H&R Block Inc.'s loss widened by 7 percent in its fiscal first quarter, as the tax preparer booked higher operating expenses and other costs, offsetting a sharp rise in revenue.
The company, based in Kansas City, Mo., typically reports an operating loss in the May-July quarter, which follows the peak U.S. tax filing season.
In a conference call with Wall Street analysts on Tuesday, President and CEO Bill Cobb said he expects next year's tax season will be smoother than this year's, during which the company faced hurdles including last-minute tax law changes, a delayed start to the filing season and new fraud controls.
"We continue to believe that many of the challenges faced by the industry last season were an exception and we now expect IRS filings to grow around 1 percent in 2014," Cobb said.
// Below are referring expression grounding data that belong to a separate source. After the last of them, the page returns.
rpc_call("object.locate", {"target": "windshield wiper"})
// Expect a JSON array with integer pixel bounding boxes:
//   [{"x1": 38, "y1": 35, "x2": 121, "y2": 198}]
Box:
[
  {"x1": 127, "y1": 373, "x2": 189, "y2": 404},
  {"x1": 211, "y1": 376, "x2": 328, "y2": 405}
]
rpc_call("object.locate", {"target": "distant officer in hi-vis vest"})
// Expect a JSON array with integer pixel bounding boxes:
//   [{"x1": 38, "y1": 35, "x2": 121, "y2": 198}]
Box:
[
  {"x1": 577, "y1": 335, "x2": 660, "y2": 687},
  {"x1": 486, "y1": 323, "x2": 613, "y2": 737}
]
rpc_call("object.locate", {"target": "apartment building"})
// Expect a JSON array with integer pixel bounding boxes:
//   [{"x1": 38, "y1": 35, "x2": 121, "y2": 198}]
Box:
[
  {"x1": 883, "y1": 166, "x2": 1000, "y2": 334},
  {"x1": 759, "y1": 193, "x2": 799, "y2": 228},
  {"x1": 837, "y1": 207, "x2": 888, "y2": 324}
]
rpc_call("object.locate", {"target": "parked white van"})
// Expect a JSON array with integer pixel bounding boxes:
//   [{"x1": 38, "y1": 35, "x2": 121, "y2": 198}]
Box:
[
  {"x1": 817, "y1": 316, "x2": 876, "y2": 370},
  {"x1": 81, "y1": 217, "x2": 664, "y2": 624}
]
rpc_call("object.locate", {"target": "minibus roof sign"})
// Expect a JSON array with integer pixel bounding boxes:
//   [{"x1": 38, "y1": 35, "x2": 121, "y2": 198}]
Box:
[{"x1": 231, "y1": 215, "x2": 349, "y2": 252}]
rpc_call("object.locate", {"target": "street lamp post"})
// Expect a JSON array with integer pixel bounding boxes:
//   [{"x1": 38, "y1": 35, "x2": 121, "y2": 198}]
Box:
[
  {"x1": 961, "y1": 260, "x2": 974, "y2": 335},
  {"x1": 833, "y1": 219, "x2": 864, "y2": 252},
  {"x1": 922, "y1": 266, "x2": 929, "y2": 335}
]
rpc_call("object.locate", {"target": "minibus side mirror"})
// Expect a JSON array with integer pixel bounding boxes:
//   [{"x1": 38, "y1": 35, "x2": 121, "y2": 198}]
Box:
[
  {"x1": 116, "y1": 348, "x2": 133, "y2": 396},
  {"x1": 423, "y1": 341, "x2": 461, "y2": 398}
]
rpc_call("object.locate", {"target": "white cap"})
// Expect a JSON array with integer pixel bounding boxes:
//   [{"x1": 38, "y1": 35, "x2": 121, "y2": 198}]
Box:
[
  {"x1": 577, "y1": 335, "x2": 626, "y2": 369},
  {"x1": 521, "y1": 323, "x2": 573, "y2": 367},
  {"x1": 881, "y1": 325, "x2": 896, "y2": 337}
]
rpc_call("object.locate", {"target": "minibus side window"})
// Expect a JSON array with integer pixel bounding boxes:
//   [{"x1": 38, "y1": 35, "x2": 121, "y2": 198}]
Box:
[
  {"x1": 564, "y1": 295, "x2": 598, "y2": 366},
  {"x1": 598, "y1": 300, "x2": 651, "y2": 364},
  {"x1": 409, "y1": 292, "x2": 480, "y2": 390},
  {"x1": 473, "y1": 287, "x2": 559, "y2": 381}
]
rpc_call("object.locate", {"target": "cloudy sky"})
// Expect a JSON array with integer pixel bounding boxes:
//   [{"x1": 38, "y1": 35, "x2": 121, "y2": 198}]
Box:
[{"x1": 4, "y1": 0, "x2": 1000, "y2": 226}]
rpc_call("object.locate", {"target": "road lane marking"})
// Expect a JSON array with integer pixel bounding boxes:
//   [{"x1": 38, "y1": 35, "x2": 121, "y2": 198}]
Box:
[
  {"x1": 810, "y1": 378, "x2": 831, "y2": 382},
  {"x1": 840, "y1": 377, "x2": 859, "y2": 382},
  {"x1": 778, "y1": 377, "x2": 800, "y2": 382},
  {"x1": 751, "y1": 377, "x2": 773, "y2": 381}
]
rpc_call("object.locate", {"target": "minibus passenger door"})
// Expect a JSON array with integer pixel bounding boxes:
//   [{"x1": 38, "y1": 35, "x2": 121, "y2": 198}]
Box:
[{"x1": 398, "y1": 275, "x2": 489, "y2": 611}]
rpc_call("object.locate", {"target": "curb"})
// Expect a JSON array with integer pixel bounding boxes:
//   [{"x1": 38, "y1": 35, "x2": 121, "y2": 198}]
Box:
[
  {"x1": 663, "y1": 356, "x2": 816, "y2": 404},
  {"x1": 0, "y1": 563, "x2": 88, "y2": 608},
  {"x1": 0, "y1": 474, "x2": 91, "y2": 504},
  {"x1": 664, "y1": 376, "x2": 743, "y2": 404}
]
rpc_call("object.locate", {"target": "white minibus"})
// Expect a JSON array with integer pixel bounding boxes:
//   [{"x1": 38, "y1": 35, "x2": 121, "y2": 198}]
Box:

The executive also noted that the company has asked its regulator over the past 12 months for permission to buy back shares, but has not received approval to do so.
Block's shares fell 3.4 percent in after-market trading.
The nation's largest tax prep company benefited in the latest quarter from growth in tax services revenue, primarily from its operations in Australia. Growth in revenue from products and interest income helped drive overall revenue 32 percent higher in the quarter.
But those gains were offset by operating expenses, which grew 14 percent due to higher variable costs, foreign exchange currency losses, higher legal fees and costs related to the company's divestiture of its banking unit.
Block agreed in July to sell its H&R Block Bank assets to Republic Bank and Trust Co. After the deal is complete, H&R Block Bank will close by surrendering its charter.
Republic has an application filed with regulators to convert into a national bank, but doesn't anticipate it will receive a decision before the end of this month.
As a result, Block said it expects to continue offering financial services through H&R Block Bank in the upcoming tax season.